It's Talos all the way down


Still can't bear the sticker shock of your very own Talos II, or even a itty bitty Blackbird? Why not do what we all do for the machines we can't own and emulate one instead? (And then decide you like it a lot, and save your pennies?)

QEMU 5.0.0 offers a machine model for the bare-metal PowerNV profile, to which the Raptor systems and other OpenPOWER POWER8 and POWER9 designs intended for Linux (i.e., not PowerVM machines) belong. Using the Talos II firmware image (mostly: one snag to be mentioned), you can boot the machine in QEMU and from there bring up an operating system in emulation. In this article we'll prove it works by bringing up Void Linux for Power (hi, Daniel!) in a variety of configurations. A set-up like this might be enough to test that your software or open-source package builds and runs on OpenPOWER, even if you don't own one yet. In a future article we'll talk about how you can boot your own code on the metal so you can port your favourite OS or build a unikernel.

(For the purposes of this article I'll assume an audience that isn't as familiar with OpenPOWER terminology as our usual readership. Kindly humour me.)

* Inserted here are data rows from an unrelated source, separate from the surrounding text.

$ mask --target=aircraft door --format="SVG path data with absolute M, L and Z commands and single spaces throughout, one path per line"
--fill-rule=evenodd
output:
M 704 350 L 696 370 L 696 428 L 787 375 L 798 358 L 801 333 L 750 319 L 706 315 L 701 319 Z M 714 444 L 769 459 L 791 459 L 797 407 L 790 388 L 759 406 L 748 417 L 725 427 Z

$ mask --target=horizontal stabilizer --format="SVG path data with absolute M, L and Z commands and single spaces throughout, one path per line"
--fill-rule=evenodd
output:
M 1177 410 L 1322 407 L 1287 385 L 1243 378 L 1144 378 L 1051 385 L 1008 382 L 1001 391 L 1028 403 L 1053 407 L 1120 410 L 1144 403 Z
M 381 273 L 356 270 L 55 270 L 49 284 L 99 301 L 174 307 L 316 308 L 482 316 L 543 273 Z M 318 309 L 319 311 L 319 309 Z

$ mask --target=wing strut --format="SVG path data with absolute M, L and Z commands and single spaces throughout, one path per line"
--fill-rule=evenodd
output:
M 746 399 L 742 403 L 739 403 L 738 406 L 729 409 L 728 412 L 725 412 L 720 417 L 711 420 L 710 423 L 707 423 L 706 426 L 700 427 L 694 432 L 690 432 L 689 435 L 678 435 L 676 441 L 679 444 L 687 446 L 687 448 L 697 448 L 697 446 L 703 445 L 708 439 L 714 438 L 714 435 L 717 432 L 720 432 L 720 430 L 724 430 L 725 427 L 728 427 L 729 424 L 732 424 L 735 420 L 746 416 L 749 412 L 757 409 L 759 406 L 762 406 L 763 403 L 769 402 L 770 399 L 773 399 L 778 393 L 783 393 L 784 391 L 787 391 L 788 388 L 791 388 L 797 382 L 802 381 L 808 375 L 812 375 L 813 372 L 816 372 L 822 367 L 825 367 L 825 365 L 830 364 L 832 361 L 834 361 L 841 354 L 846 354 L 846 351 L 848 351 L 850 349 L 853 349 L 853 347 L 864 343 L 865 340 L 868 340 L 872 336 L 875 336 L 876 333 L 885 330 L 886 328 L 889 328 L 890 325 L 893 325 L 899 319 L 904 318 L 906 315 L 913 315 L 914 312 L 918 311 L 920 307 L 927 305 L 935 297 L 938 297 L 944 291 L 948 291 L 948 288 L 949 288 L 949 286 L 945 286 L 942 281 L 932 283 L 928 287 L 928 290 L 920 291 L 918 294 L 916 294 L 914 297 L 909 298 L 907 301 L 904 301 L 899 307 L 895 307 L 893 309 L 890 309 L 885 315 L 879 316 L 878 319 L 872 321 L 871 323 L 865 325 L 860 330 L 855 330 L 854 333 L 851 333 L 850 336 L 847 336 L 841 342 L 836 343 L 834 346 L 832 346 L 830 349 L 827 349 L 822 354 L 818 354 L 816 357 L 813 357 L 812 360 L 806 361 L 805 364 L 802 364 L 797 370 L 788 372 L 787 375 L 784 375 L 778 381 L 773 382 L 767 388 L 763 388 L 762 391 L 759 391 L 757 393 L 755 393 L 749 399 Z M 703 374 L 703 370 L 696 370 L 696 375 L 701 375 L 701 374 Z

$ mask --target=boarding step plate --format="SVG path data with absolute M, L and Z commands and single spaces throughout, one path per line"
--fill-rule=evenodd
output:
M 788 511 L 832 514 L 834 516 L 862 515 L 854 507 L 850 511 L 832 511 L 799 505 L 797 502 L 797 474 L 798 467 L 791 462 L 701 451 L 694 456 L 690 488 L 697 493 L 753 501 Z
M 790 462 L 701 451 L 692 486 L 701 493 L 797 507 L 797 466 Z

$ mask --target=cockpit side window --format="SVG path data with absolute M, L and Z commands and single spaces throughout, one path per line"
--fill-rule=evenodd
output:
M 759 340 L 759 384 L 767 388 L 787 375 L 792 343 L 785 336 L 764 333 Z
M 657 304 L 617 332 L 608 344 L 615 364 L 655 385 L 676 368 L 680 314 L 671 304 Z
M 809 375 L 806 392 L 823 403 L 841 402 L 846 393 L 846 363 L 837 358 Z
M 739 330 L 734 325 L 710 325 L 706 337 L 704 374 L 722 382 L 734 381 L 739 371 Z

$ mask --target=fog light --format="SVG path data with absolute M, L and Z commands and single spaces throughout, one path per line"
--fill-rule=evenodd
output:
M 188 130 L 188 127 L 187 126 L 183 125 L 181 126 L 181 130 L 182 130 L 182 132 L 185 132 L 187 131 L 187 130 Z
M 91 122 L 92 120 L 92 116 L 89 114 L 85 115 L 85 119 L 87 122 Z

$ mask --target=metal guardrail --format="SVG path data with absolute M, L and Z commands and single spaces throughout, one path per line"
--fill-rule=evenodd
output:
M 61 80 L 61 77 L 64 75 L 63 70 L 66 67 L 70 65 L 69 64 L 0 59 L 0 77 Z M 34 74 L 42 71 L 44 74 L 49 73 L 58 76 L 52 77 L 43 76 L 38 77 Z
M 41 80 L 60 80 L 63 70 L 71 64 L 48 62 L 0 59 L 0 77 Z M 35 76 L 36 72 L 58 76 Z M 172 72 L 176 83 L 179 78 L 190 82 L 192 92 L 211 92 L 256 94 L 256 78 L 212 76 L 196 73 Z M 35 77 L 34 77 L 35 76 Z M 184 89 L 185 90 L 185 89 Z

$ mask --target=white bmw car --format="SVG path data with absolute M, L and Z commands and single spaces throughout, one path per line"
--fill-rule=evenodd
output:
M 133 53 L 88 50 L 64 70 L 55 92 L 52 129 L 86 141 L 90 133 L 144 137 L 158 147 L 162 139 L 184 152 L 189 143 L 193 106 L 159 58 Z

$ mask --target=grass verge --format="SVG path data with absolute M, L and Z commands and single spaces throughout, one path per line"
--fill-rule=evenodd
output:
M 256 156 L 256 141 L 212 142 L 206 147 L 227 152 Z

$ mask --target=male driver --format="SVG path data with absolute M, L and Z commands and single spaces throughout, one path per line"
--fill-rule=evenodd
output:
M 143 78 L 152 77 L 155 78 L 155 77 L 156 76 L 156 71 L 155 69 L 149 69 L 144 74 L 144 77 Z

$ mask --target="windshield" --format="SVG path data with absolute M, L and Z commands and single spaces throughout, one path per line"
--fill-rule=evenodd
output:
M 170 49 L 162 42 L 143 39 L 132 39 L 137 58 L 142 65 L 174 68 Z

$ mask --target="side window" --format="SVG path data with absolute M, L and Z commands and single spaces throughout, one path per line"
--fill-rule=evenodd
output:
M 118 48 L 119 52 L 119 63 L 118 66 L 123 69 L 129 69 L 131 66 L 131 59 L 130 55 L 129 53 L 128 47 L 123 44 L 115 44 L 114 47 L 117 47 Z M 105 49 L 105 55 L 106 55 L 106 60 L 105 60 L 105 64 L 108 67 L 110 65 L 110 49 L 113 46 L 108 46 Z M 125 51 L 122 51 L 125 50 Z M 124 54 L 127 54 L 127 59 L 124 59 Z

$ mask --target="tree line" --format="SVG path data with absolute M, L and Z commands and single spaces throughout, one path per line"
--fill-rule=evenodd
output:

The emulation is imperfect, both if you're emulating it on a real Raptor family system or on an icky PC. While QEMU can emulate an AST2500 (i.e., the ARM-based Baseboard Management Controller, which acts as the service processor and provides the video framebuffer), and QEMU can also emulate a PowerNV system, it doesn't do both at the same time. That means the very lowest levels are actually being simulated here -- you can't watch Raptor's pretty Hostboot display, for example, and only the barest functions of the BMC are simulated enough to allow bring-up, not including the framebuffer. In fact, the hardware profiles we will use here do not in general match a real Raptor system either: we're just virtually plugging in PCI devices that give us necessary functionality, though of course none of the peripheral devices in a Raptor system is Raptor-proprietary. Finally, even though I have tagged this entry with KVM, KVM currently doesn't work right with the QEMU PowerNV machine model even though I'm pretty sure it should be technically possible. Sadly, I tried in vain to do so, could never get KVM-HV to be happy, and ended up kernel panicking the machine with KVM-PR. See if you can triumph where I have failed. In the meantime, naturally you can do everything here on a T2 or Blackbird as well because that's how I did it writing this article, but there is no special acceleration for those systems right now.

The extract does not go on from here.